Cette conjecture a ceci d'utile qu'elle permet de prendre les "Amis du Désastre" à leur propre piège. Si, comme on le propose, un paradigme éthique uni-mondialiste est né il y a trente ans environ, alors la "science de l'Autre", doit être réexaminée à l'aune de ce nouveau paradigme. La courbe des changements de paradigme n'est pas exponentielle, elle montre une courbure en plateau, lasse comme l'humanité désormais: dans les temps modernes, depuis la Révolution française, disons, il y eut un paradigme éthique dominant pendant un gros siècle, en concommitance avec celui de "la figure de l'homme" (Foucault), paradigme qui fut celui du Progrès, qui donnait à la morale un arrimage idéaliste universaliste; puis, celui-ci s'effaçant, l'humanité moderne et avancée, celle du permier monde, à ce moment du milieu des années 80 qui devait précéder de peu la défaite du Communisme, s'inventa un nouveau paradigme: celui de la préservation de l'humanité et de son biome planétaire, incarné, ce paradigme, par le rapport Brundtland (https://fr.wikipedia.org/wiki/Rapport_Brundtland, 1986). La chute du Mur advint très vite après la publication de ce rapport. Dès 1989, un mode unipolaire et une morale uni-mondiale venaient de naître conjointement.
Le nouveau paradigme éthique, remplaçant de l'idéaliste Progrès, n'était pas moins universaliste dans son objet et son inspiration: il posait la conservation, la préservation du tout humain et du tout planétaire, et se nommait (en français),
durabilité (
sustainability en langue internationale). Ce paradigme n'était plus
idéaliste et universaliste comme l'avait été celui du progrès, mais était le représentant autorisé, et relève toujours, de
l'ordre universaliste pratique et réaliste, celui, non-projectif, de l'être-déjà-là.
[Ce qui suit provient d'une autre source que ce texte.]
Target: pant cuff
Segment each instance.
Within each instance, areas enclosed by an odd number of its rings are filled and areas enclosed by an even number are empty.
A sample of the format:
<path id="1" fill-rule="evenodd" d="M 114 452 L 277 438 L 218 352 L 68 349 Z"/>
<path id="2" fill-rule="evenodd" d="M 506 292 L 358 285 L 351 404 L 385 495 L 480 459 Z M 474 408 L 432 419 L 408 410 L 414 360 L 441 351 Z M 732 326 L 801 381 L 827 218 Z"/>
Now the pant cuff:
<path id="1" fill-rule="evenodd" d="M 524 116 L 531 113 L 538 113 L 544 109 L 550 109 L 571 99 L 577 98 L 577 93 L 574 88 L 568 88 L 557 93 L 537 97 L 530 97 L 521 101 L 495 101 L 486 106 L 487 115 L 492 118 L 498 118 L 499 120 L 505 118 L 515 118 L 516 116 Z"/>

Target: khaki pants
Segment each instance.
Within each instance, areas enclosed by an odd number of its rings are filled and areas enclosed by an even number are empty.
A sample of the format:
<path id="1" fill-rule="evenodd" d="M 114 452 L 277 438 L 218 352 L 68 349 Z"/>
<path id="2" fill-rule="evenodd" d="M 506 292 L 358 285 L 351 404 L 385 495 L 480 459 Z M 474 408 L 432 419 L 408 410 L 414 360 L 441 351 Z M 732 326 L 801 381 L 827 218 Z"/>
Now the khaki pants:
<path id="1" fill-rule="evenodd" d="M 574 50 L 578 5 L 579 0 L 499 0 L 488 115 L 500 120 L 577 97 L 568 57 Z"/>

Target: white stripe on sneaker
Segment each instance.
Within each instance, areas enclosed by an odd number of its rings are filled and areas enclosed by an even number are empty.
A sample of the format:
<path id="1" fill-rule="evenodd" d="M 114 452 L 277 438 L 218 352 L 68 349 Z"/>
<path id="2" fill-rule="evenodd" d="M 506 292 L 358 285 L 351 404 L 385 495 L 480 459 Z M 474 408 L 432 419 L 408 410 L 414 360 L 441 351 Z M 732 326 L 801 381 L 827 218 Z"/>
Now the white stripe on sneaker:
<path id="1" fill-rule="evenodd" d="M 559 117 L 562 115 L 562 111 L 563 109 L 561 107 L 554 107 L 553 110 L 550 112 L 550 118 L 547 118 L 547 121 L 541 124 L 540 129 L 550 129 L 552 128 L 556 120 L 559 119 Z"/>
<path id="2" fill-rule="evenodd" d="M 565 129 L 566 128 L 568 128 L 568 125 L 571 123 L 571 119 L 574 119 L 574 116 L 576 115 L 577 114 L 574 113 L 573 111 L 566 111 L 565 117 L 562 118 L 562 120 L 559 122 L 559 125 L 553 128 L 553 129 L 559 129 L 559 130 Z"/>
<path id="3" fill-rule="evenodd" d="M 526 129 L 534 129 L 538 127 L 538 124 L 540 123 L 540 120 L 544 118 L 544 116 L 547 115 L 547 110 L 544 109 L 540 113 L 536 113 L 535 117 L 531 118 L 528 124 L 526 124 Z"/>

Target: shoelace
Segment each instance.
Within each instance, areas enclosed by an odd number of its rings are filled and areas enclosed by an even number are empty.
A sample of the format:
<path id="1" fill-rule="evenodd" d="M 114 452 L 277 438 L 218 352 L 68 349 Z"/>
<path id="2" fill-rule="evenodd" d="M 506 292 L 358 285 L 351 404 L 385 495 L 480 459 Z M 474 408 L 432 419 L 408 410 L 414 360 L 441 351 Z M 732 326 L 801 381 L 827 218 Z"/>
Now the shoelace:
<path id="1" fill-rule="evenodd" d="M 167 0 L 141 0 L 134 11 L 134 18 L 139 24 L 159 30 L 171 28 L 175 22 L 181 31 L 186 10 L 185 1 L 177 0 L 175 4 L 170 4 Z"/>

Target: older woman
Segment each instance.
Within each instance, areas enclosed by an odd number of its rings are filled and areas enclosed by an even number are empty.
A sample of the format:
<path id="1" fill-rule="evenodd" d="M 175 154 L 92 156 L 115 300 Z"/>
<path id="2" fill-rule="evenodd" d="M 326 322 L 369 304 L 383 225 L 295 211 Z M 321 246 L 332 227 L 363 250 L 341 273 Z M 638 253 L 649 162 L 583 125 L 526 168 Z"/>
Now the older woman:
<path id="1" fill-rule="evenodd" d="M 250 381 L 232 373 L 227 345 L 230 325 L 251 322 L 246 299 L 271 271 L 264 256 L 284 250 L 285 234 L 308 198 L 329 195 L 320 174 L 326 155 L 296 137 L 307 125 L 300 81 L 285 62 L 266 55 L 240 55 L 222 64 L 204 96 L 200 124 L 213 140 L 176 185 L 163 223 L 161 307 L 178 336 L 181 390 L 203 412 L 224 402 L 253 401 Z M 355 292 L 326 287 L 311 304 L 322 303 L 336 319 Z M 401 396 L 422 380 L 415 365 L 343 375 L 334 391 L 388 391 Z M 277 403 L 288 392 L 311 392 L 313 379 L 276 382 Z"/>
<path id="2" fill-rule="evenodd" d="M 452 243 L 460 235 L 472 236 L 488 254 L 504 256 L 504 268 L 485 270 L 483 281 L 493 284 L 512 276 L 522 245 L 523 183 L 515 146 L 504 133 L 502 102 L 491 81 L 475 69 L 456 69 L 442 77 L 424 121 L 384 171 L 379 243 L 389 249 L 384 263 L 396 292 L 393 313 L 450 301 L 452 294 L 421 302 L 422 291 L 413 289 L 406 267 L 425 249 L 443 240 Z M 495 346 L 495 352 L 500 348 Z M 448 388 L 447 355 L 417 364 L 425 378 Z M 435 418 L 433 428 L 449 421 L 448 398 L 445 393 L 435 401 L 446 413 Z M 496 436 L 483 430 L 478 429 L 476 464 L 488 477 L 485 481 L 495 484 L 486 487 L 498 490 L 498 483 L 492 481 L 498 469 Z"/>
Il ne
suppose plus (comme le radicalisme progressiste d'antan) l'universalité et l'unicité de l'humanité mais
en dresse le constat matériel et écologique, ou prétend le faire à coups d'arguments documentés, et la radicalité politique qui le porte n'est plus celle des "radico-socialistes" idéalistes mais celle de l'écologie politique qui se fait forte de gérer l'être-là planétaire.
L'uni-monde, lorsqu'une morale universelle y a été arrimée, règne en juge sur les pratiques politiques. Il en découle un régime nouveau pour le Bien. Le Bien, dès lors est mesurable à l'aune planétaire. Ce simple fait, énoncé de manière si anodine, devrait être considéré comme notre meilleur ami: les partisans d'une régularisation en France (et en Europe) des sans-papiers, de tous les sans-papiers, se posent en infraction monstrueuse à la morale nouvelle, ils violent la règle d'or de la primauté de l'intérêt de l'Autre qui fait pourtant leur crédo. En effet, le sans-papiérisme n'intégre en rien la morale mondialiste qui doit faire droit à l'intérêt de l'Afrique, cet Autre tant vanté. L'émigration qui frappe l'Afrique désole et afflige ce continent en le détournant de la recherche de remèdes et de solutions autochtones à ses maux et génère à son débit de la dépendance et de l'assujettissement envers un tiers continent, l'Europe. Le sans-papiérisme, parce qu'il nuit à l'Autre, être suprême de la morale,
est foncièrement immoral, et cette descente de la morale dans la pratique politique prouve dans ces effets,
qu'elle est désormais constitutive de toute immoralité. CQFD.